UFO crop circles and microwaves
War of the Worlds?
February 18, 2006
A photo published in the Lorrain Republican on February 11, 2006:
http://img110.imageshack.us/img110/3135/articlegongelfang6qt.jpg
This photo, "supposedly taken from a helicopter," was reproduced in a newspaper that generally does not indulge in such pranks. Location: near the commune of Montmelian. The mark was allegedly made by "compacting the soil" (but who examined it? Was there an investigation by the gendarmerie, a formal report?). If this mark were genuine, it wouldn't be a "crop circle," since there is no... wheat. Two years ago, I had suggested that crop circles appearing in English fields might correspond to microwave weapon tests. In this case, energy would concentrate in the nodes of wheat stalks, causing them to bend. Furthermore, since microwaves are harmful, we find in these wheat fields insects and small animals as if cooked in an oven of the same name. Finally, another point: when wheat is tall, nature lovers generally don't come to sleep there. So there's little risk of harming humans.
Many readers have sent me numerous videos showing UFOs hovering around these sites. I never followed up, given how easy it is to fabricate such documents. But after reading Christel Seval's book The Plan to Save the Earth, I began to see things differently. In chapter three, the author devotes some forty pages to this subject, and I discovered many aspects I had previously ignored—highly intriguing. First, the number: tens of thousands of formations since 1976. Then come particularly puzzling cases, carrying messages. Refer to this book.

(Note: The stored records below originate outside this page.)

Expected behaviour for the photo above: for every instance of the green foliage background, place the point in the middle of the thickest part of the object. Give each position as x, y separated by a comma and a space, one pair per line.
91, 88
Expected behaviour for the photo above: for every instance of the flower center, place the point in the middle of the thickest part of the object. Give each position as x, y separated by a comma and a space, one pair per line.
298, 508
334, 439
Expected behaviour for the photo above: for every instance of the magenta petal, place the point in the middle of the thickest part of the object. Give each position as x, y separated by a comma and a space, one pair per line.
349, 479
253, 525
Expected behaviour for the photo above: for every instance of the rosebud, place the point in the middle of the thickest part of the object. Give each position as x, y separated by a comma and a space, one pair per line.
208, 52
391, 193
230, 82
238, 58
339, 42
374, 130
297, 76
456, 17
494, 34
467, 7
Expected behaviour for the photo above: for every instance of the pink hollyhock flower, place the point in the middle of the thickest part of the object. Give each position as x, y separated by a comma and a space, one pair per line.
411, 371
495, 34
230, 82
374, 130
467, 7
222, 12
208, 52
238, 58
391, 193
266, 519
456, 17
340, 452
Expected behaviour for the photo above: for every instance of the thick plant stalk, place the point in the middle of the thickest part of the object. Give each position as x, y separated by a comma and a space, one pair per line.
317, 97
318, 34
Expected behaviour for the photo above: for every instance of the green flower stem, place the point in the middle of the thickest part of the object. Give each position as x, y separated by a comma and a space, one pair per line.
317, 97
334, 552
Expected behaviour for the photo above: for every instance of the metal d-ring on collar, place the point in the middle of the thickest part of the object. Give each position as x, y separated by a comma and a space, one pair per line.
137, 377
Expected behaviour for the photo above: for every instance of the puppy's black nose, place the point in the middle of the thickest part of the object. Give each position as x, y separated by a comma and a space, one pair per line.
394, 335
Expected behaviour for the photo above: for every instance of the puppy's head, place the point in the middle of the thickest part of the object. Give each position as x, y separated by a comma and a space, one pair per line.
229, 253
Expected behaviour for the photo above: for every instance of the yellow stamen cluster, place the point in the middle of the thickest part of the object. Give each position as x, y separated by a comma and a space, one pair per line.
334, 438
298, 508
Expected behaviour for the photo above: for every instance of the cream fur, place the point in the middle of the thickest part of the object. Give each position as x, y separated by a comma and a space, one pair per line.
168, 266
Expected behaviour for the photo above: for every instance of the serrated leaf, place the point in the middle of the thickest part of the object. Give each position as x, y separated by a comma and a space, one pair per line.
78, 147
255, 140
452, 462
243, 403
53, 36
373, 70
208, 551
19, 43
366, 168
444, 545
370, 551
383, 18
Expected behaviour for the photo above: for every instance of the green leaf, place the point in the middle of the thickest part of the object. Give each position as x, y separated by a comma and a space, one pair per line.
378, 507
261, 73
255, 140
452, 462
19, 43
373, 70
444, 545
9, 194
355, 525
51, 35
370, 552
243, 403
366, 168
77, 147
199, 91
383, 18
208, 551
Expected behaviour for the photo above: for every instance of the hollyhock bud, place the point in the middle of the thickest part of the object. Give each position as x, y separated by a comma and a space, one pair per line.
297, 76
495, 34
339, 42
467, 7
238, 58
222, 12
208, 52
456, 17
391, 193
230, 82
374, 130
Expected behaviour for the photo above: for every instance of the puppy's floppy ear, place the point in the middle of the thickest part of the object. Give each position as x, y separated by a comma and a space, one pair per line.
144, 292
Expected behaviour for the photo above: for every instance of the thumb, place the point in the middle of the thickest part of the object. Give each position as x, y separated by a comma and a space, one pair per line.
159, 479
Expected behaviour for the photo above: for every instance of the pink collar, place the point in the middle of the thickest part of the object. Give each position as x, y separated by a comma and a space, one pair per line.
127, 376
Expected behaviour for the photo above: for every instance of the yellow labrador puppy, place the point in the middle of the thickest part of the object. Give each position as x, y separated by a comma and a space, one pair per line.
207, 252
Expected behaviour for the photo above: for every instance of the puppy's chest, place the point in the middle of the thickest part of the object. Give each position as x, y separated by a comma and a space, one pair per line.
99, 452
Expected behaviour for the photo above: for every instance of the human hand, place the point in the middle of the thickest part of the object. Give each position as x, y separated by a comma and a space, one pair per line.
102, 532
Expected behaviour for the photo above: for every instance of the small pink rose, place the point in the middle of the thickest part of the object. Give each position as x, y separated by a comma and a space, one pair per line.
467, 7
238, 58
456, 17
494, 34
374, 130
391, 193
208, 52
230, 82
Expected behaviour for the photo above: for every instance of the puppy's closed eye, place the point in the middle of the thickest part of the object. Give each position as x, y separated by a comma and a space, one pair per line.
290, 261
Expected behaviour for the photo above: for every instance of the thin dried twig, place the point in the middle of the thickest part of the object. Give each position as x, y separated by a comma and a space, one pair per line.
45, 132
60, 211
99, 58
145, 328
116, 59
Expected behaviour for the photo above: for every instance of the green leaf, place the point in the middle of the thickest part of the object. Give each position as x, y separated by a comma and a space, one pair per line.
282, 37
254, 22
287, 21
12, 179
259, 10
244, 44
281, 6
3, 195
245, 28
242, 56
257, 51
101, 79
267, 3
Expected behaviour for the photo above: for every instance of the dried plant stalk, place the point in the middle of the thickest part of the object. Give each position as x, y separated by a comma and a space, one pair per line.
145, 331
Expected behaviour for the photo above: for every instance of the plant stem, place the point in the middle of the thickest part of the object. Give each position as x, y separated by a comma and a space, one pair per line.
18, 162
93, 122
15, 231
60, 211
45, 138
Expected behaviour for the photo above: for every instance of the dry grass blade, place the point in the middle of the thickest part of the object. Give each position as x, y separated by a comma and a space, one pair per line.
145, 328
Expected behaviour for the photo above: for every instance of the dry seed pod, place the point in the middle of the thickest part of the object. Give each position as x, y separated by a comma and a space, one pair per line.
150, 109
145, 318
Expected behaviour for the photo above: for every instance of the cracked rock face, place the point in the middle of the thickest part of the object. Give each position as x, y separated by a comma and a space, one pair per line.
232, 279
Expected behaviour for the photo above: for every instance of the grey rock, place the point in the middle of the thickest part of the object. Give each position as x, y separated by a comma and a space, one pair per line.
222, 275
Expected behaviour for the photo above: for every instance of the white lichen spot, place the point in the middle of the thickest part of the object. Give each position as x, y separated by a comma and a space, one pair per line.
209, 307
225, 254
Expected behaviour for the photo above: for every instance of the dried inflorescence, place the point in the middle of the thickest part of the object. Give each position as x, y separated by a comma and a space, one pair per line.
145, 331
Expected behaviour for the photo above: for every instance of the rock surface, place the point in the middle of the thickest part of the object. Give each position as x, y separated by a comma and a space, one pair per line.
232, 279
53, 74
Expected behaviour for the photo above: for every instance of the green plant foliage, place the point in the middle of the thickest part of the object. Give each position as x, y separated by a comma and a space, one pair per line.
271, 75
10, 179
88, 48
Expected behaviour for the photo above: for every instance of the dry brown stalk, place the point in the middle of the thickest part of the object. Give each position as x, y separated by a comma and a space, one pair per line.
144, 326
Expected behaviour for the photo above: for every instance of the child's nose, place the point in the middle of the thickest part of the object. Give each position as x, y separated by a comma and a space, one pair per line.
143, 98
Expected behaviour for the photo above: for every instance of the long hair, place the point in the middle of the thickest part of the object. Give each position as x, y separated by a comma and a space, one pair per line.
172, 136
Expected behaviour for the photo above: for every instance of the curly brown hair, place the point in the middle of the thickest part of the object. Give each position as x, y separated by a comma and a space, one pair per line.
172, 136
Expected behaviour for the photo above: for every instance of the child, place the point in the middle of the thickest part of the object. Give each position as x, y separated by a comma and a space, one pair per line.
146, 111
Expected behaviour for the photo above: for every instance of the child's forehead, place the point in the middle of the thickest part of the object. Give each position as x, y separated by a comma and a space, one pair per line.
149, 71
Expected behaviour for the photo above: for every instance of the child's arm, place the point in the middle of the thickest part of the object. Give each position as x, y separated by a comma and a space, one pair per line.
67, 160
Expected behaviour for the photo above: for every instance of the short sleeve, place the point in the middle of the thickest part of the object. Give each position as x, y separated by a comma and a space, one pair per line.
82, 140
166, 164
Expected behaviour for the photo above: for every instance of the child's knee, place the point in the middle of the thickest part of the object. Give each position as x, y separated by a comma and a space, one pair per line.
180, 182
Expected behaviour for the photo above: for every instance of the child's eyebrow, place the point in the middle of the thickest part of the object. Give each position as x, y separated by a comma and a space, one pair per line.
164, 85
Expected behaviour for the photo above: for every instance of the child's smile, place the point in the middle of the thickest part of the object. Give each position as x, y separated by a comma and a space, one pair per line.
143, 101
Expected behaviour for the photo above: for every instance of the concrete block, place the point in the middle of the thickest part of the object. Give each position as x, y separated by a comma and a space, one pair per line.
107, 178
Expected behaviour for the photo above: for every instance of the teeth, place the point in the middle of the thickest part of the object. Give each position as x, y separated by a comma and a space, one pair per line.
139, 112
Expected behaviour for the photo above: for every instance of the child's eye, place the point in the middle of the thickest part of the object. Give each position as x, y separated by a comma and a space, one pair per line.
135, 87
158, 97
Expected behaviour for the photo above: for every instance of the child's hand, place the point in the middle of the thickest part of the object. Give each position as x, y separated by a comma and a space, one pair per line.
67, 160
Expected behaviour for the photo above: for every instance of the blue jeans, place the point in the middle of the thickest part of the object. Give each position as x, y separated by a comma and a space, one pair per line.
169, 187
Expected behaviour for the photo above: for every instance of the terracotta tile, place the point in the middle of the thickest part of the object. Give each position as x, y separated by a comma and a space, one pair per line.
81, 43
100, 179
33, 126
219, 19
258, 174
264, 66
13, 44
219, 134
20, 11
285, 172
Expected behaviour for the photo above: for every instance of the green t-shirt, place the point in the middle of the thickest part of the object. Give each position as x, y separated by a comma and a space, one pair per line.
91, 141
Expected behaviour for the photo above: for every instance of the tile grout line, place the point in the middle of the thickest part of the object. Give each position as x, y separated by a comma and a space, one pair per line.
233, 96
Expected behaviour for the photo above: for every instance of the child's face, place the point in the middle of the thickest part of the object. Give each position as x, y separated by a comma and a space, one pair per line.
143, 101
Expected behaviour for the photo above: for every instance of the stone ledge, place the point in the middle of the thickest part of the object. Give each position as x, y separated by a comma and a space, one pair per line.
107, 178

Seval reconciles both the theory of weapon tests and extraterrestrial activity, summarizing it on page 149:
We exist
We know
We tolerate
We disapprove
One could view it the other way around. Extraterrestrials, by creating these formations, might be trying to make Earthlings aware of their existence. Conversely, terrestrial military forces, by successfully recreating these phenomena using systems deployed from an airplane, balloon, or even from space, would be in a position to say, "Nothing extraterrestrial here—this is us."
The strangeness of the phenomenon fits with the central idea Seval emphasizes throughout the book: the major risk of ethnocide, the collapse of our terrestrial civilizations, should the reality of extraterrestrial visits become undeniable. Thus, crop circles fall squarely within this strategy: a persistent, ostentatious display, yet remaining in ambiguity—something that is a constant feature of the UFO phenomenon in general.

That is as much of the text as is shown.